Na semana passada, o tribunal superior de Nova Iorque tomou uma vergonhosa decisão confirmando a lei do estado que barra casamentos entre pessoas do mesmo sexo. Esta decisão rejeitou a garantia constitucional de proteção igualitária perante a lei e endossou fanatismo e discriminação em nome da “tradição”.

Tão vergonhoso quanto esta sanção judicial pela discriminação e pela negação de direitos democráticos básicos foi o silêncio da senadora de Nova Iorque pelo Partido Democrata Hillary Clinton, que se recusou a condenar a sentença.

Esta não é meramente uma questão de Clinton estar, de maneira oportunista, se adaptando aos ventos políticos que prevalecem no estado de Nova York, ao invés de basear sua posição em princípios democráticos e constitucionais. Pelo contrário, pesquisas recentes indicaram que uma clara maioria de novaiorquinos é a favor de conceder aos casais de pessoas de mesmo sexo o mesmo direito ao casamento que possuem os demais.

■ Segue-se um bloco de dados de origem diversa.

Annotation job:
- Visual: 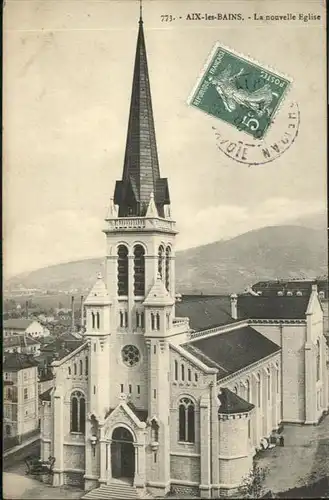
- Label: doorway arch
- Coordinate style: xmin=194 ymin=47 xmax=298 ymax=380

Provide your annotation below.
xmin=111 ymin=427 xmax=135 ymax=481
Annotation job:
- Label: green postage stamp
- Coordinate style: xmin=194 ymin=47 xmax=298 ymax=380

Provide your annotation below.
xmin=188 ymin=43 xmax=292 ymax=139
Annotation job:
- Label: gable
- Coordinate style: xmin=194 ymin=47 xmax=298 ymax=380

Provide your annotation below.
xmin=104 ymin=402 xmax=146 ymax=437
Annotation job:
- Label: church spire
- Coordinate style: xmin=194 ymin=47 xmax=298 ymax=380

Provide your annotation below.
xmin=114 ymin=5 xmax=170 ymax=217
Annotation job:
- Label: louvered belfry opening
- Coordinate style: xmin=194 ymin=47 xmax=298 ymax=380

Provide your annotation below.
xmin=114 ymin=19 xmax=170 ymax=217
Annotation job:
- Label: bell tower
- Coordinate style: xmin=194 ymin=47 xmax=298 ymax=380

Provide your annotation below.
xmin=104 ymin=17 xmax=176 ymax=333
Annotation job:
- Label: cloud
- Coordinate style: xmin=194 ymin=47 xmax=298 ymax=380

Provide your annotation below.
xmin=4 ymin=197 xmax=324 ymax=276
xmin=4 ymin=210 xmax=105 ymax=276
xmin=177 ymin=197 xmax=325 ymax=249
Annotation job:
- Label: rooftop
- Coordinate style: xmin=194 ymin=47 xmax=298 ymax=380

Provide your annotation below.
xmin=218 ymin=387 xmax=255 ymax=414
xmin=3 ymin=335 xmax=40 ymax=348
xmin=175 ymin=295 xmax=235 ymax=330
xmin=238 ymin=294 xmax=309 ymax=319
xmin=181 ymin=326 xmax=280 ymax=379
xmin=252 ymin=278 xmax=328 ymax=296
xmin=2 ymin=352 xmax=38 ymax=372
xmin=3 ymin=318 xmax=36 ymax=330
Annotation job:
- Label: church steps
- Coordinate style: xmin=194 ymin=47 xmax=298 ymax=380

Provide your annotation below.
xmin=81 ymin=483 xmax=153 ymax=500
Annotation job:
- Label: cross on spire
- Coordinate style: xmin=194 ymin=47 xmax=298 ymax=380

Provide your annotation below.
xmin=139 ymin=0 xmax=143 ymax=23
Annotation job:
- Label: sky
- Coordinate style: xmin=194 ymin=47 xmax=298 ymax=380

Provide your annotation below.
xmin=3 ymin=0 xmax=326 ymax=276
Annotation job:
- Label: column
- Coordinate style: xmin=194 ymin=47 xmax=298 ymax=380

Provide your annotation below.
xmin=210 ymin=376 xmax=220 ymax=486
xmin=128 ymin=256 xmax=135 ymax=333
xmin=200 ymin=395 xmax=211 ymax=498
xmin=53 ymin=395 xmax=64 ymax=486
xmin=106 ymin=439 xmax=112 ymax=484
xmin=99 ymin=440 xmax=107 ymax=483
xmin=134 ymin=443 xmax=145 ymax=488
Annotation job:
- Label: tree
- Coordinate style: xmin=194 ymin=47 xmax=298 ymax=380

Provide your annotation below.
xmin=238 ymin=462 xmax=269 ymax=498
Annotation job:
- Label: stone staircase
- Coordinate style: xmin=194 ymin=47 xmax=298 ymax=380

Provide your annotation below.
xmin=81 ymin=481 xmax=153 ymax=500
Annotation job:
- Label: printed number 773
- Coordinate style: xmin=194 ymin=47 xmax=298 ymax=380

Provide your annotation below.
xmin=160 ymin=14 xmax=174 ymax=23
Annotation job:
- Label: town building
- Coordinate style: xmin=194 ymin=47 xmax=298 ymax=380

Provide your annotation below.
xmin=40 ymin=11 xmax=328 ymax=498
xmin=3 ymin=334 xmax=41 ymax=356
xmin=2 ymin=352 xmax=39 ymax=442
xmin=3 ymin=318 xmax=50 ymax=338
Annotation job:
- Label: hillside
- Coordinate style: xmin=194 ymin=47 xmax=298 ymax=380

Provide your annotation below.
xmin=6 ymin=225 xmax=327 ymax=293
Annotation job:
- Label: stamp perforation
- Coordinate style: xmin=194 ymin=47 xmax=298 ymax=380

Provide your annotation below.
xmin=187 ymin=41 xmax=294 ymax=140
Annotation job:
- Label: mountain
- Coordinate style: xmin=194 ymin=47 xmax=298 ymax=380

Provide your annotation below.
xmin=6 ymin=225 xmax=327 ymax=294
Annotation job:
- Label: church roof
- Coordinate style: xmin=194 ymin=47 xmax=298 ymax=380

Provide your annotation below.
xmin=237 ymin=295 xmax=310 ymax=319
xmin=114 ymin=14 xmax=170 ymax=217
xmin=143 ymin=274 xmax=175 ymax=306
xmin=85 ymin=273 xmax=111 ymax=305
xmin=218 ymin=387 xmax=255 ymax=414
xmin=181 ymin=326 xmax=280 ymax=379
xmin=175 ymin=295 xmax=235 ymax=330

Particularmente, a senadora de Nova Iorque está se posicionando para uma disputa na nomeação presidencial do Partido Democrata em 2008 e buscando, portanto, apoio da direita política.

A decisão de Nova Iorque é uma em uma série de ações judiciais e legislativas direcionadas nacionalmente para negar aos gays e lésbicas o direito ao casamento. No mesmo dia em que a Corte de Apelação do estado de Nova Iorque (a corte mais alta do Poder Judiciário do estado) publicou sua sentença, a Suprema Corte da Geórgia confirmou a emenda que proibia tais casamentos, recentemente aprovada na constituição do estado.

Nesta semana, em Massachussets, a Suprema Corte do Judiciário - que legalizara, em 2003, uniões de pessoas do mesmo sexo - deu sinal verde a uma emenda proposta para a constituição do estado que as proibiria no futuro. O governado do estado Milt Romney, do Partido Republicano e um potencial candidato à nomeação presidencial do seu partido em 2008, tem sido o mais proeminente defensor da proibição. O poder legislativo do estado, controlado pelo Partido Democrata, no entanto, prorrogou a votação da medida de lei, impedindo-a de ser posta à votação em novembro. Algo entre 8.000 casais homossexuais casou-se no estado - o primeiro e único a expelir licenças para tais casamentos - nos últimos dois anos.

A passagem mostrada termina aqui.